Stability issue that I mean:

- Pg increase still in progress, hasn’t been finished from 32-128 on the 
erasure coded data pool. 103 currently and the degraded objects are always 
stuck almost when finished, but at the end osd dies and start again the 
recovery process.

- compaction is happening all the time, so all the nvme drives are generating 
iowait continuously because it is 100% utilized (iowait is around 1-3). If I 
try to compact with ceph tell osd.x compact that is impossible, it will never 
finish, only with ctrl+c.

- At the beginning when we didn't have so much spilledover disks, I didn't mind 
it actually I was happy of the spillover because the underlaying ssd can take 
some load from the nvme, but after the osds started to reboot and I'd say 
started to collapse 1 by 1. When I monitor which osds are collapsing, it was 
always the one which was spillovered. This op thread and suicide timeout can 
keep a bit longer the osds up.

- Now ALL rgw started to die once 1 specific osd goes down, and this make total 
outage. In the logs there isn't anything about this, neither message, nor rgw 
log just like timeout the connections. This is unacceptable from the user's 
perspective that thay need to wait 1.5 hour until my manual compaction finished 
and I can start the osd.



Current cluster state ceph -s:

health: HEALTH_ERR

            12 OSD(s) experiencing BlueFS spillover

            4/1055038256 objects unfound (0.000%)

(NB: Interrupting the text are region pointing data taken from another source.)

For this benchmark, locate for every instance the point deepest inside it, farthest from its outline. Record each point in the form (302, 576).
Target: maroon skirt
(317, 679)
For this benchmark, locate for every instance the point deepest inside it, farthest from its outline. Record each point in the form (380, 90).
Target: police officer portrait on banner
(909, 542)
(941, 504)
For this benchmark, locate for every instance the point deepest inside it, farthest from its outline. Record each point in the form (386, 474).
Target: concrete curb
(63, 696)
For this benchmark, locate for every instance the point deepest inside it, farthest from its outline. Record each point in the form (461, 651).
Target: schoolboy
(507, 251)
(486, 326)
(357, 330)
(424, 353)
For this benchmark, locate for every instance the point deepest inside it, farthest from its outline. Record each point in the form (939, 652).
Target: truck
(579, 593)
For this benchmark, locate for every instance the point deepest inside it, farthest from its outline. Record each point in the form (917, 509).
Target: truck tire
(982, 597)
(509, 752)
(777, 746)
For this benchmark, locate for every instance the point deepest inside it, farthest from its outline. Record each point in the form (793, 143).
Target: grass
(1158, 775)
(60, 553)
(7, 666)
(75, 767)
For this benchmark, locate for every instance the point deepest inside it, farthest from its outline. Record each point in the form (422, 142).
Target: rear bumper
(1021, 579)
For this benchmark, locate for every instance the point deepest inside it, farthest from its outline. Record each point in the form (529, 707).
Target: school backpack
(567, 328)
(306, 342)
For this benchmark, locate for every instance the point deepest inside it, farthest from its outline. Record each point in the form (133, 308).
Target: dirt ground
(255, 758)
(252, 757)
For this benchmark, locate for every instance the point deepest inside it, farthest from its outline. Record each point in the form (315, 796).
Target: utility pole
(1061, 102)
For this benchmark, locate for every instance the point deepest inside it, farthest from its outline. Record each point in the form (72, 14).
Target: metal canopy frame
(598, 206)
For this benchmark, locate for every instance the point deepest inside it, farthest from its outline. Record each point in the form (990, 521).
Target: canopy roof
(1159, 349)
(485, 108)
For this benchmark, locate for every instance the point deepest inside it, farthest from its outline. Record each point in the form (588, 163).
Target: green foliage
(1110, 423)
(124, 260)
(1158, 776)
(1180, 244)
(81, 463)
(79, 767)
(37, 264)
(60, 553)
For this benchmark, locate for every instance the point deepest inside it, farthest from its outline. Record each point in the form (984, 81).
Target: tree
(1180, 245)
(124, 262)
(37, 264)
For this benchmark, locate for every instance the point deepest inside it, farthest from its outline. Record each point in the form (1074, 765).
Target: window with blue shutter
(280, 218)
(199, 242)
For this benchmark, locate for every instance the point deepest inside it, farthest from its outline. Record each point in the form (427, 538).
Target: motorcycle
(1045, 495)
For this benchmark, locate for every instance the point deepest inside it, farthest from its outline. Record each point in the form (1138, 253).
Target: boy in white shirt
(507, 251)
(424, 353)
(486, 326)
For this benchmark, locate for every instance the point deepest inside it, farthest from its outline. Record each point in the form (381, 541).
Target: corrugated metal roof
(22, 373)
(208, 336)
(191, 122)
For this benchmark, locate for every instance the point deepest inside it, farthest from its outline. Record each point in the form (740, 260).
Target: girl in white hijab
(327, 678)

            noout flag(s) set

            Possible data damage: 2 pgs recovery_unfound

            Degraded data redundancy: 12341016/6328900227 objects degraded 
(0.195%), 16 pgs degraded, 21 pgs u

ndersized

            4 pgs not deep-scrubbed in time



  services:

    mon: 3 daemons, quorum mon-2s01,mon-2s02,mon-2s03 (age 2M)

    mgr: mon-2s01(active, since 2M), standbys: mon-2s03, mon-2s02

    osd: 49 osds: 49 up (since 101m), 49 in (since 4d); 23 remapped pgs

         flags noout

    rgw: 15 daemons active (mon-2s01.rgw0, mon-2s01.rgw1, mon-2s01.rgw2, 
mon-2s01.rgw3, mon-2s01.rgw4, mon-2s02.rgw0, mon-2s02.rgw1, mon-2s02.rgw2, 
mon-2s02.rgw3, mon-2s02.rgw4, mon-2s03.rgw0, mon-2s03.rgw1, mon-2s03.rgw2, 
mon-2s03.rgw3, mon-2s03.rgw4)



  task status:



  data:

    pools:   9 pools, 425 pgs

    objects: 1.06G objects, 67 TiB

    usage:   159 TiB used, 465 TiB / 623 TiB avail

    pgs:     12032346/6328762449 objects degraded (0.190%)

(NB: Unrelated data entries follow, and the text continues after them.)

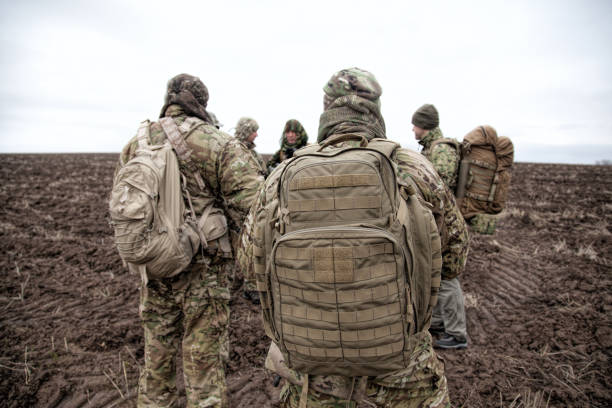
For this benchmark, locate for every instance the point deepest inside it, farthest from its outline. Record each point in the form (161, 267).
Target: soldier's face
(418, 132)
(291, 137)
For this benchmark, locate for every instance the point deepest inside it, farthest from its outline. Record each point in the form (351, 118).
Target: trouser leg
(161, 320)
(205, 341)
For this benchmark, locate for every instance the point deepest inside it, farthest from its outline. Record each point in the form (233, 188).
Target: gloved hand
(251, 295)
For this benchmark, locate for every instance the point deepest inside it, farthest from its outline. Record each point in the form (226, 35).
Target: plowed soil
(538, 295)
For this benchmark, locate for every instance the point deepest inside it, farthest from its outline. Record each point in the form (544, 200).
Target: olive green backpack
(483, 178)
(344, 259)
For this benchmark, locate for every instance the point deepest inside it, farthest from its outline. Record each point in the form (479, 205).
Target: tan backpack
(484, 173)
(345, 260)
(152, 228)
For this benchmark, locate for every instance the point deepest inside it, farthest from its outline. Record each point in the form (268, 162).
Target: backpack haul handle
(342, 138)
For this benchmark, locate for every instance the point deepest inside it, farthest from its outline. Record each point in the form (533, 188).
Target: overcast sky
(79, 76)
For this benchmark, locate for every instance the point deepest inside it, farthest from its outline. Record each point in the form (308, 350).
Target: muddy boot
(450, 342)
(484, 223)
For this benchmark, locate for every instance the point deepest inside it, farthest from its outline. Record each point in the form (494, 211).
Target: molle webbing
(340, 203)
(341, 180)
(340, 302)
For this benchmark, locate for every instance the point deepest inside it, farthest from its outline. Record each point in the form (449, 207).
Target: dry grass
(529, 399)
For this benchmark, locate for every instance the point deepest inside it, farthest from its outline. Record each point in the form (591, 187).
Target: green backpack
(483, 178)
(345, 260)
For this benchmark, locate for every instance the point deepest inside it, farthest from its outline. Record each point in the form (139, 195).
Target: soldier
(246, 132)
(352, 106)
(294, 137)
(192, 309)
(449, 314)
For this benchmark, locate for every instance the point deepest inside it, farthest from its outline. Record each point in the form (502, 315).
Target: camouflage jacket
(451, 225)
(250, 146)
(444, 157)
(231, 175)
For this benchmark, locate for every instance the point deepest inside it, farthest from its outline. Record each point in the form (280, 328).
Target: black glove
(276, 380)
(251, 295)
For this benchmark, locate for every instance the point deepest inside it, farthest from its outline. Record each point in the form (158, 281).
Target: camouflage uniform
(245, 128)
(193, 307)
(449, 313)
(423, 383)
(444, 157)
(286, 148)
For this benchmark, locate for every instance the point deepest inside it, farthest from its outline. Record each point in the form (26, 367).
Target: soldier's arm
(455, 252)
(445, 161)
(239, 180)
(244, 253)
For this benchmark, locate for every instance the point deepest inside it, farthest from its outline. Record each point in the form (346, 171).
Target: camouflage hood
(190, 93)
(426, 117)
(352, 105)
(302, 137)
(433, 134)
(245, 127)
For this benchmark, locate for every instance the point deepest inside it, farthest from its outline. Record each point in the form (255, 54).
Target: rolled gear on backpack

             68127707/6328762449 objects misplaced (1.076%)

             4/1055015441 objects unfound (0.000%)

             397 active+clean

             13  active+undersized+degraded+remapped+backfill_wait

             4   active+undersized+remapped+backfill_wait

             4   active+clean+scrubbing+deep

             2   active+recovery_unfound+undersized+degraded+remapped

             2   active+remapped+backfill_wait

             1   active+clean+scrubbing

             1   active+undersized+remapped+backfilling

             1   active+undersized+degraded+remapped+backfilling



  io:

    client:   256 MiB/s rd, 94 MiB/s wr, 17.70k op/s rd, 2.75k op/s wr

    recovery: 16 MiB/s, 223 objects/s



Ty



-----Original Message-----

From: Christian Wuerdig 
<christian.wuer...@gmail.com><mailto:christian.wuer...@gmail.com>

Sent: Thursday, September 30, 2021 1:01 PM

To: Szabo, Istvan (Agoda) 
<istvan.sz...@agoda.com><mailto:istvan.sz...@agoda.com>

Cc: Ceph Users <ceph-users@ceph.io><mailto:ceph-users@ceph.io>

Subject: Re: [ceph-users] osd_memory_target=level0 ?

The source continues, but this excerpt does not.